Well, after I made the video, one of the others is saying hybrid for the blue guy. He said the body is Aulonocara but the head is wrong. Is that something that you see?
I watched the vid again, several times, and I don't see head shape as being abnormal for an
Aulonocara sp. Actually, the biggest concern I had with an
Aulonocara ID from the beginning was the number of eggspots. It does have a lot of egg spots for a peacock, the number being more in line with the typical utaka. With that said, the number of eggspots isn't anywhere near being outside reasonable for a peacock when you consider the plasticity of peacock appearance. The number of egg spots is just on the high end.
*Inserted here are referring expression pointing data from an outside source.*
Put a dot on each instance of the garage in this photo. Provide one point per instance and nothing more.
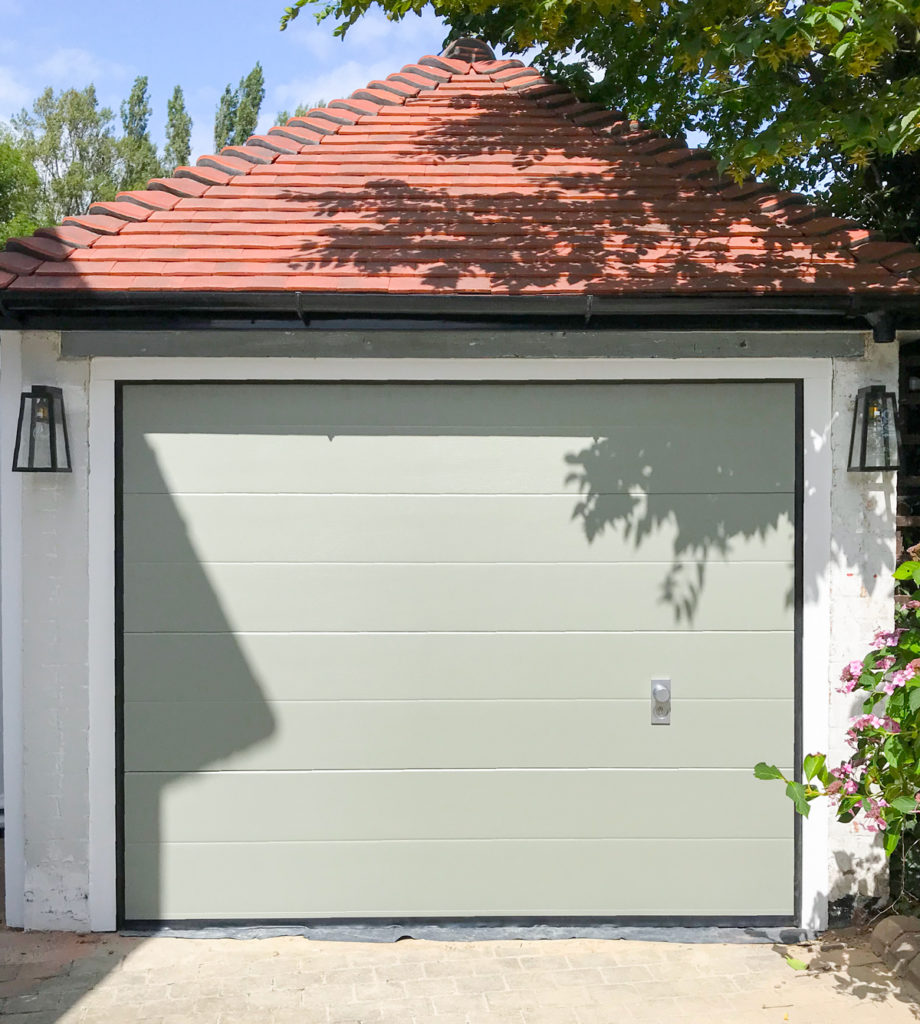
(387, 649)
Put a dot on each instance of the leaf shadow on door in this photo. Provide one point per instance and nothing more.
(688, 497)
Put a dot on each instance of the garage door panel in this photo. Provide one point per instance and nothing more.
(645, 458)
(463, 528)
(393, 734)
(448, 879)
(221, 807)
(430, 666)
(426, 408)
(387, 649)
(217, 597)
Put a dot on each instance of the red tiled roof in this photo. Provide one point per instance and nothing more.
(453, 176)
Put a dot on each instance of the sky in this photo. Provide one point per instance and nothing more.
(201, 45)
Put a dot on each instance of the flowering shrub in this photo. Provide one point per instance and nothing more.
(879, 783)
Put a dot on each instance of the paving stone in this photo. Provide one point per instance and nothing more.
(885, 932)
(283, 981)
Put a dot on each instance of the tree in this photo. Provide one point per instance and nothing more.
(301, 110)
(178, 132)
(225, 119)
(239, 109)
(140, 162)
(68, 138)
(822, 96)
(19, 193)
(251, 92)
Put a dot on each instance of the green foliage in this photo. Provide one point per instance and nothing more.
(225, 119)
(879, 784)
(178, 132)
(251, 92)
(139, 160)
(19, 190)
(68, 138)
(823, 97)
(301, 110)
(238, 112)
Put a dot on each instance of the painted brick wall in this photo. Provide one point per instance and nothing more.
(861, 598)
(54, 662)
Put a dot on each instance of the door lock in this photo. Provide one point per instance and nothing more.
(661, 701)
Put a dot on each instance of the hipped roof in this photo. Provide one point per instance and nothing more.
(459, 175)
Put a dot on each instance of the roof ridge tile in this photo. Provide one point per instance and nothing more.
(382, 96)
(18, 263)
(180, 187)
(421, 82)
(72, 235)
(230, 165)
(43, 248)
(400, 88)
(304, 136)
(426, 71)
(252, 154)
(360, 107)
(98, 222)
(322, 120)
(205, 175)
(275, 144)
(451, 65)
(151, 200)
(126, 210)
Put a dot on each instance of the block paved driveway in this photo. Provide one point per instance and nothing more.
(66, 978)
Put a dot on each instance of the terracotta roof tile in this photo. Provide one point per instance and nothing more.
(99, 223)
(460, 174)
(69, 233)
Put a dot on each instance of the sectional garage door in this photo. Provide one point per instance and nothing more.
(387, 650)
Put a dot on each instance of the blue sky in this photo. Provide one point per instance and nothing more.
(199, 44)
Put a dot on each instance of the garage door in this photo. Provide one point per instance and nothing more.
(388, 650)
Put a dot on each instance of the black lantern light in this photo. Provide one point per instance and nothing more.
(874, 441)
(42, 444)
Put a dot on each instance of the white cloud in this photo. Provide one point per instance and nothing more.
(333, 84)
(76, 68)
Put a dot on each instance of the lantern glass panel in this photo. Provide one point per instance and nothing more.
(874, 442)
(42, 444)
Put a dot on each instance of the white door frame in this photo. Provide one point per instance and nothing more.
(816, 375)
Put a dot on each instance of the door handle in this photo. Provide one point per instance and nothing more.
(661, 701)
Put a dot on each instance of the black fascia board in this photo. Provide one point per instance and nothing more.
(120, 310)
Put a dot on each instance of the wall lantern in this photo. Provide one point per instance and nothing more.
(42, 444)
(874, 441)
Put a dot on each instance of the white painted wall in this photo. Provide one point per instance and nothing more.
(53, 659)
(862, 598)
(57, 625)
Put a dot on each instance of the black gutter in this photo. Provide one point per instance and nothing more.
(232, 310)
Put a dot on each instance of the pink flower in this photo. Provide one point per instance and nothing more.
(849, 677)
(870, 722)
(898, 679)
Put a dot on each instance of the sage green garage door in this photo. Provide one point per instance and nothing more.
(388, 649)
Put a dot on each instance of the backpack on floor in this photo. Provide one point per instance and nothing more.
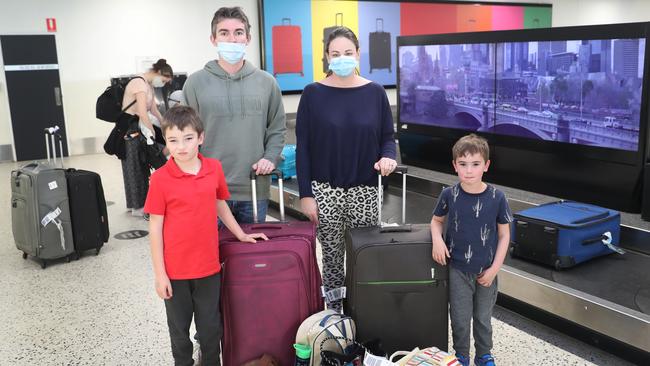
(325, 324)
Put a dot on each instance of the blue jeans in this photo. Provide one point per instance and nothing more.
(243, 211)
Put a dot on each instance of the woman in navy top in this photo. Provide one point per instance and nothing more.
(345, 135)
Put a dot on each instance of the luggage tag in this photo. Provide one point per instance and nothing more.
(607, 241)
(372, 360)
(334, 294)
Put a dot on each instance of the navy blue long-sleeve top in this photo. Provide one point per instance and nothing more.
(341, 133)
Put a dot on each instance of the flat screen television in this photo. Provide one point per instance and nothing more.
(564, 109)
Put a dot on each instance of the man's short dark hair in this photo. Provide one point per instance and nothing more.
(181, 116)
(230, 13)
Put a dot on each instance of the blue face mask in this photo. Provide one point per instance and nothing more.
(230, 52)
(344, 65)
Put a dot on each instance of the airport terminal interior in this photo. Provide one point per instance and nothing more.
(569, 105)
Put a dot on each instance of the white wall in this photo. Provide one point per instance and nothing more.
(97, 39)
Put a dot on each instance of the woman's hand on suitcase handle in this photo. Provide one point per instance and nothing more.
(164, 287)
(385, 166)
(439, 252)
(310, 208)
(251, 238)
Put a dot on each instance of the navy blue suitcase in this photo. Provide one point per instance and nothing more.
(563, 234)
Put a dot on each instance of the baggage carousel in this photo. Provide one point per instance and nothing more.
(604, 302)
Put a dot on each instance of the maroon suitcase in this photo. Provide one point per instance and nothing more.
(268, 288)
(287, 48)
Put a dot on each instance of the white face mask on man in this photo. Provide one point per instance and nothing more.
(157, 82)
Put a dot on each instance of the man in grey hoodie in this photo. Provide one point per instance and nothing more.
(241, 108)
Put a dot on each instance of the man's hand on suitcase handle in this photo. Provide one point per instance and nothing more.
(263, 167)
(439, 252)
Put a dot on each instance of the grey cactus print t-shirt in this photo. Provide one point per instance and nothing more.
(471, 228)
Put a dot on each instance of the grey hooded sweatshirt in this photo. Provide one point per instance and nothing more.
(244, 121)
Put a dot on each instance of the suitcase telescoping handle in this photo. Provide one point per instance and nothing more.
(392, 228)
(53, 133)
(277, 173)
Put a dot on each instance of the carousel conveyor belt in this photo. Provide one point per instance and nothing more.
(607, 296)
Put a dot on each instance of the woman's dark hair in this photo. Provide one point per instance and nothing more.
(344, 32)
(163, 68)
(229, 13)
(341, 32)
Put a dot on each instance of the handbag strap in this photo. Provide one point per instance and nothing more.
(132, 103)
(327, 360)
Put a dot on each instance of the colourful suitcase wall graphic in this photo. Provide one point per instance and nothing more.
(326, 33)
(287, 48)
(379, 42)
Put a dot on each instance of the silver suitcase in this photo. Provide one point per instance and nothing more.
(40, 214)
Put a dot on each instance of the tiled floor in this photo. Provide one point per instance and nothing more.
(103, 310)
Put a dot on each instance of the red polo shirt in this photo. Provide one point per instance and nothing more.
(189, 204)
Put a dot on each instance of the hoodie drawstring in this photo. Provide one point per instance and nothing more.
(228, 87)
(241, 94)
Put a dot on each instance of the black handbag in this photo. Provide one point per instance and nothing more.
(153, 154)
(115, 144)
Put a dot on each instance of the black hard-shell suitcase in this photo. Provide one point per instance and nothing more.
(395, 291)
(326, 33)
(87, 210)
(380, 48)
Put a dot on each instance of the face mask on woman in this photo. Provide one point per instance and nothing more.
(343, 65)
(157, 82)
(231, 52)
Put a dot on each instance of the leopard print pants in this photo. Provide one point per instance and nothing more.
(340, 209)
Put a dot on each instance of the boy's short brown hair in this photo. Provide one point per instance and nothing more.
(181, 116)
(471, 144)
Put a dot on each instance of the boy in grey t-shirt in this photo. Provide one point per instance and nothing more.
(476, 242)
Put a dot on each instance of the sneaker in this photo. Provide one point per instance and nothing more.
(462, 360)
(485, 360)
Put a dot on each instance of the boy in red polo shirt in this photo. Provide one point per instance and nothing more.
(185, 197)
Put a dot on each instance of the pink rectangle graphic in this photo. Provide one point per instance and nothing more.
(507, 17)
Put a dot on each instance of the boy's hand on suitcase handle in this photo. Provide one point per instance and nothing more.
(164, 287)
(439, 252)
(250, 238)
(486, 277)
(310, 208)
(385, 166)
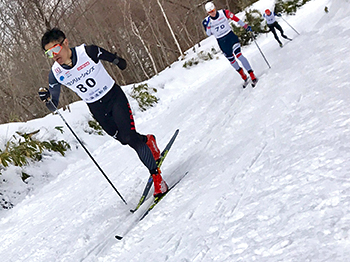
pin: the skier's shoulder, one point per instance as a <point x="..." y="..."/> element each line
<point x="230" y="15"/>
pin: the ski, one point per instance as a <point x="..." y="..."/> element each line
<point x="159" y="164"/>
<point x="255" y="82"/>
<point x="150" y="207"/>
<point x="157" y="199"/>
<point x="246" y="82"/>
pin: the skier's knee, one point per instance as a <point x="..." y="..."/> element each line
<point x="123" y="139"/>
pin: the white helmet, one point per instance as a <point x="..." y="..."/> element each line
<point x="209" y="7"/>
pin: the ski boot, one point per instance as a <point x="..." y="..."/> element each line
<point x="253" y="78"/>
<point x="160" y="186"/>
<point x="151" y="143"/>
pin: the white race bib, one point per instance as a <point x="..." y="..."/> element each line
<point x="89" y="80"/>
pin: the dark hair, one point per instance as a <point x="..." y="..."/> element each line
<point x="51" y="35"/>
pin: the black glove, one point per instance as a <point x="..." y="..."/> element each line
<point x="44" y="94"/>
<point x="51" y="106"/>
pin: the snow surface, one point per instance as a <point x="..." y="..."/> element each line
<point x="268" y="167"/>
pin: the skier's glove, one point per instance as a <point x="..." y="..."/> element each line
<point x="248" y="28"/>
<point x="45" y="96"/>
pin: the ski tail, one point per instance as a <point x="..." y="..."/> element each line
<point x="159" y="164"/>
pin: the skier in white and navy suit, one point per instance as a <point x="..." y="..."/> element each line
<point x="217" y="23"/>
<point x="272" y="24"/>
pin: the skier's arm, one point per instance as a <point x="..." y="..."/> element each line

I am a firm believer that the occurence of cichlid hybridization in the hobby is severely overstated. I stopped posting at MFK and the Cichlid Forum years ago because there was a group of guys at each who would say everything was a hybrid, even when the OP was just sharing pictures and would actually state that they were pure-bred in the post. Sometimes the OP would show parent and offspring pics and these guys would say that one or the other or both parents were hybrids, in the face of all evidence to the contrary. These guys' interpretation of "Assorted Africans" was that they were all hybrids. What "Assorted Africans" actually means is that the fish included are either oddball fish (sports) that were accidently imported or shipped in a group of a specific species (i.e. one
Melanochromis sp. with a group of
Metriaclima sp.) and couldn't be shipped with an order or that these are fish that were leftovers that didn't go out with other fish of their species because a retailer ordered 12, and there were say 14 left. The extra two go into the "Assorted African" shipment. Sometimes these fish actually are not known to the wholesaler when they come in with a shipment of wild fish. I'm not saying there are no hybrids in assorted African shipments. The fact is that OB "peacocks" (which may or may not be hybrids, that's a whole other topic in itself) and line-bred varieties of peacocks end up in these shipments, so I'm sure that the occasional hybrid makes it in as well. I am saying that just because a fish is in an "Assorted African" shipment does not mean it is automatically a hybrid, and in an overwhelming number of cases it is not. Since pure-bred fish are worth far more, it doesn't profit a breeder or fish farm to breed a bunch of mongrel offspring that can't be identified and won't bring top dollar. The only exceptions to this economic philosophy are hybrids that have become fixed strains and are available as such, like flowerhorns, parrots and OB peacocks (maybe). Even here, a fish that is recognizable as a specific strain is going to bring a lot higher price than a hybrid between the strain and another fish.
My observation has been that a lot of folks claim hybrid when they can't identify what a species actually is. A lot of hobbyists are under the misunderstanding that putting a male and female of two different species together will automatically result in mating and hybrid offspring. I've seen folks claim "hybrid" stating two species so different that it is genetically not possible for them to hybridize. Mother nature has built in mechanisms that discourage (and often prevent) hybridization, even between two closely related species. I'm amazed how so many cichlid hobbyists labor under this "hybrid" fallacy, when livebearer and killifish hobbyists face the same problems but don't see a "hybrid" in every fish they can't ID.
So, I'm not saying that the guy on the other forum who suggested it's a hybrid is one of the uninformed folks who sees a hybrid in every fish, don't get me wrong. I'm not downplaying his opinion or expertise. I don't know anything about him. He may be right. I said from the beginning that I wasn't as sure about ths one as I usually am. Even though I had concerns about the egg spots as well, I do disagree. I just wanted to clarify that any time "hybrid" is thrown out as an ID for a fish that the reasons it's being called a hybrid should be looked at a little deeper and not merely accepted as gospel.